Flux differentiation error

Honza9723 · November 8, 2020, 11:52pm

Dear All,

I am working on a solution of simple differential equation y(x) - y’(x) = 0 using neural network. I am using a two-layer softplus network for parameterization of y(x). To get y’(x), I am using simple Flux.gradient. Gradient itself works well (d𝛰.(xGrid) generate derivative at all grid points for example), however, when I put it into the loss function and run Flux.train! loop, I get following error

" Can’t differentiate foreigncall expression"

Could somebody please give me some guidance how to fix this problem?

Best,
Honza

#(B) Solve simple differential equation
#(1) Generate grid
xGrid = sort(rand(Uniform(-1,1),1,ϰ),dims=1)

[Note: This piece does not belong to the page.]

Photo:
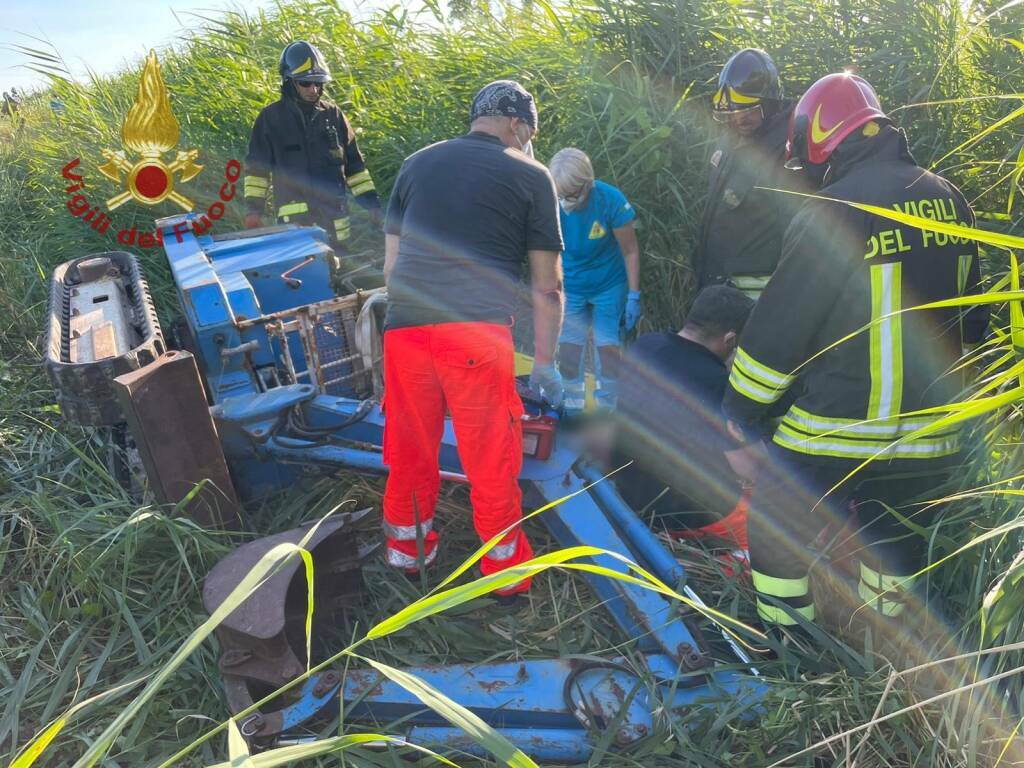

#(2) Build neural network and its derivative
Ο = Flux.Chain(Dense(1,16,softplus),Dense(16,1,softplus))
𝛰(x) = Ο([x])[1]
d𝛰(x) = Flux.gradient(𝛰,x)[1]


#(3) Build loss function
function 𝕰(x)
    𝕰 = sum((𝛰.(x) .- d𝛰.(x)).^2)
    𝕭 = (𝛰(1)-1).^2
    𝕷 = 𝕰+𝕭
    return 𝕷
end

𝜣 = Flux.params(Ο)
Data = [xGrid]
opt = ADAM(0.13)

cb = () -> println(𝕰(xGrid))
@time Flux.@epochs 5000 Flux.train!(𝕰,𝜣,Data,opt,cb=cb)

Honza9723 · November 9, 2020, 12:54am

To be more specific, I would like to ask, how to take a derivative of a neural network, such that Flux is able to differentiate it again.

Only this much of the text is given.